Reinforcement Learning for Soccer Playing
- Source: Software project as part of Reinforcement Learning lecture
- Type: Individual work
- Language(s): Python
In this lecture project for the Reinforcement Learning lecture at the University of Edinburgh, several reinforcement learning algorithms were implemented for simple stochastic tasks and the half field offense (HFO) 2D environment. All implementations built upon provided code.
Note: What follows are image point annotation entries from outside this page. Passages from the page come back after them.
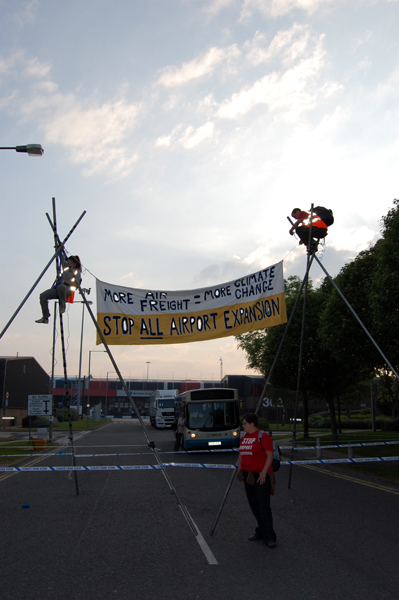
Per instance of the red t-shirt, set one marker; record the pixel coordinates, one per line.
(253, 454)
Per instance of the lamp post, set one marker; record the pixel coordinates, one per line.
(30, 149)
(106, 392)
(88, 385)
(81, 345)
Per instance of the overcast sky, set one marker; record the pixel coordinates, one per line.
(188, 130)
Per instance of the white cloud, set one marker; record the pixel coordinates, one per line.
(26, 12)
(288, 45)
(192, 137)
(278, 8)
(268, 8)
(35, 68)
(293, 90)
(199, 67)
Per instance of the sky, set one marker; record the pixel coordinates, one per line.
(188, 130)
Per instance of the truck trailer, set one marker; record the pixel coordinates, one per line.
(162, 408)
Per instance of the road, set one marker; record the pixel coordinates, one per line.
(124, 536)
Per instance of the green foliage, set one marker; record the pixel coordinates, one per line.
(62, 415)
(39, 421)
(392, 425)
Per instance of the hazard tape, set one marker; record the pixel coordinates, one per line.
(205, 451)
(192, 465)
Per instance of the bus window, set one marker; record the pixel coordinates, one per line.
(166, 403)
(212, 415)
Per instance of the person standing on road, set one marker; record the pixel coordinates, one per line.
(319, 228)
(255, 468)
(179, 431)
(68, 281)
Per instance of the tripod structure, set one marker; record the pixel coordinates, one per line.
(311, 256)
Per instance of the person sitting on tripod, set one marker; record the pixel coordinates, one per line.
(67, 282)
(319, 228)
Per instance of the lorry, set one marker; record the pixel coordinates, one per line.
(162, 408)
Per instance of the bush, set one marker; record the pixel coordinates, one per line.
(392, 425)
(39, 421)
(263, 424)
(62, 415)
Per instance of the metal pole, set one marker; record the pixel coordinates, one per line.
(88, 395)
(265, 388)
(60, 247)
(357, 318)
(300, 360)
(80, 361)
(372, 409)
(52, 372)
(151, 444)
(68, 398)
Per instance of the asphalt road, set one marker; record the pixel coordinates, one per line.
(124, 536)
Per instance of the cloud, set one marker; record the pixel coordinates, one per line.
(35, 68)
(25, 13)
(192, 137)
(268, 8)
(293, 90)
(287, 45)
(197, 68)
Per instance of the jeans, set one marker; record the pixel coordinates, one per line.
(259, 502)
(61, 293)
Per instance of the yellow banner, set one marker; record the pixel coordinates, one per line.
(132, 316)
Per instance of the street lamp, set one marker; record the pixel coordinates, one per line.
(88, 385)
(81, 344)
(106, 392)
(31, 149)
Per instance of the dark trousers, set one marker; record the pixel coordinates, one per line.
(178, 441)
(318, 233)
(259, 501)
(61, 293)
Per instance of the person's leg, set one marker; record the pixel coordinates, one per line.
(303, 234)
(44, 298)
(265, 513)
(318, 233)
(178, 440)
(63, 292)
(253, 504)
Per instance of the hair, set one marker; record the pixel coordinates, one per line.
(77, 261)
(251, 418)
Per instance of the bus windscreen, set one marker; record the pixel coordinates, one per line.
(212, 415)
(166, 403)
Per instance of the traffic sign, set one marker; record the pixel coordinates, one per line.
(40, 405)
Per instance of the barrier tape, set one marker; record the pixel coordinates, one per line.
(63, 453)
(191, 465)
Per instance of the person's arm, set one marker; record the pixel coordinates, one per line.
(295, 225)
(268, 463)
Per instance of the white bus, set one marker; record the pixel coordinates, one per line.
(211, 418)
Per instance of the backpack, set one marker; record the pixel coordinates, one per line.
(325, 214)
(276, 452)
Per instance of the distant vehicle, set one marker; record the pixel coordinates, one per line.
(212, 418)
(162, 404)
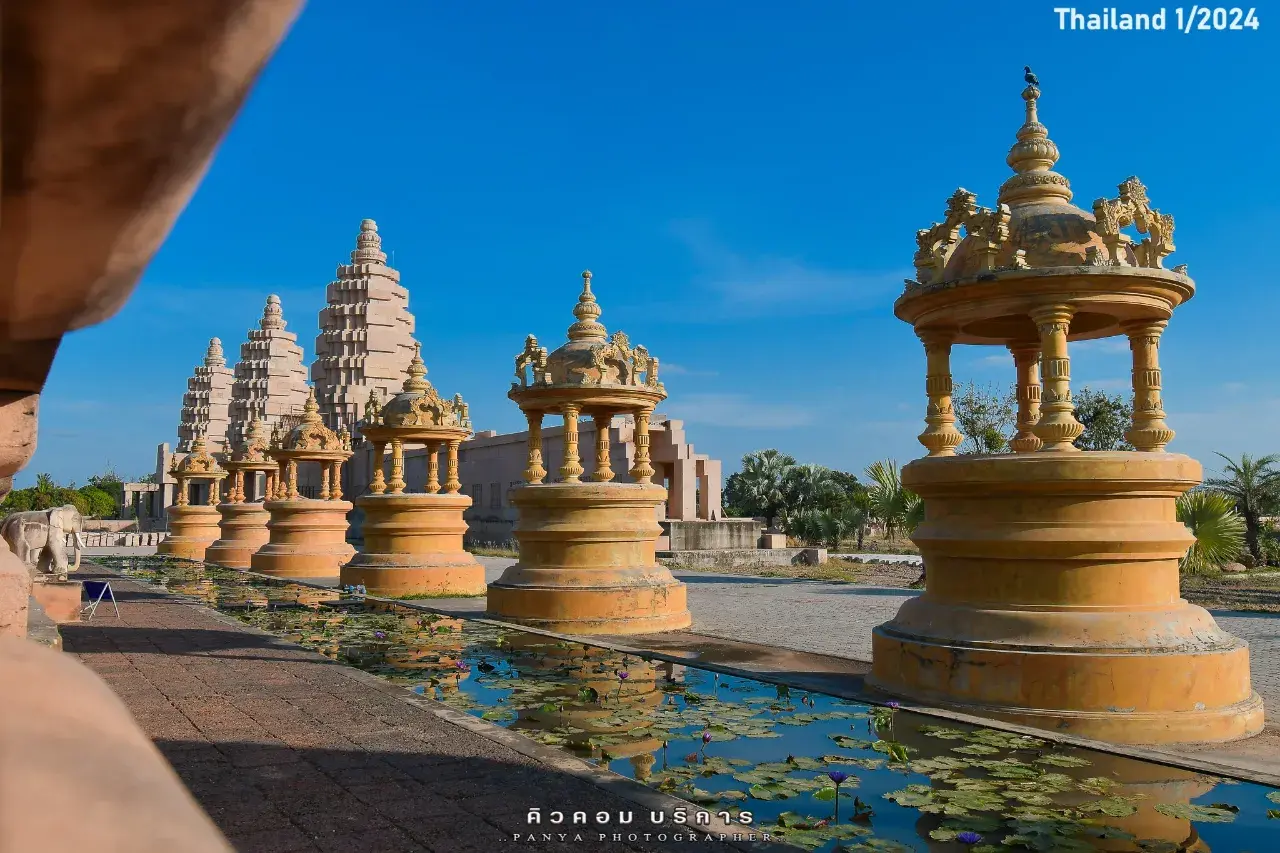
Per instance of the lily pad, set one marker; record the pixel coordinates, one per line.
(1197, 813)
First, several simple RL methods were implemented based on pseudocode provided by Sutton and Barto in their introduction to reinforcement learning(2018):
- The dynamic programming algorithm value iteration (page 83) iterates through all states and repeatedly updates the value estimates respectively until these estimates converge.
- On-policy first-visit Monte Carlo control with ε-soft policies (page 101) generates entire episodes following an arbitrary ε-soft policy and updates the values for each state-action pair based on received returns.
- SARSA on-policy temporal-difference control (page 130) computes state-action values by updating estimates after each step with respect to taken action, observed states and reward.
- Q-Learning (page 131) executes similar temporal-difference learning, but updates its estimates off-policy by maximising over possible action-values of the next state.
Following these comparably simple algorithms, 1-step asynchronous Q-learning was implemented using deep q-networks (DQNs) for value function approximation. Implementation and optimisation of this deep learning architecture was based on PyTorch.
Lastly, multiple multi-agent RL algorithms were implemented controlling two cooperating agents in the HFO environment attacking against a single defending soccer player:
- Independent Q-learning operates identical to normal Q-learning implemented above for each individual agent on the joint state-space and (wrongly!) assumes their independency.
- Joint action learning (see table 4) also operates similar to Q-learning, but operates on joint actions. Additionally, a model of opponent behaviour is maintained to calculate updates based on these predictions.
- WoLF-PHC (see table 1 and 2) executes greedy policy updates following a hill-climbing approach to train a stochastic policy.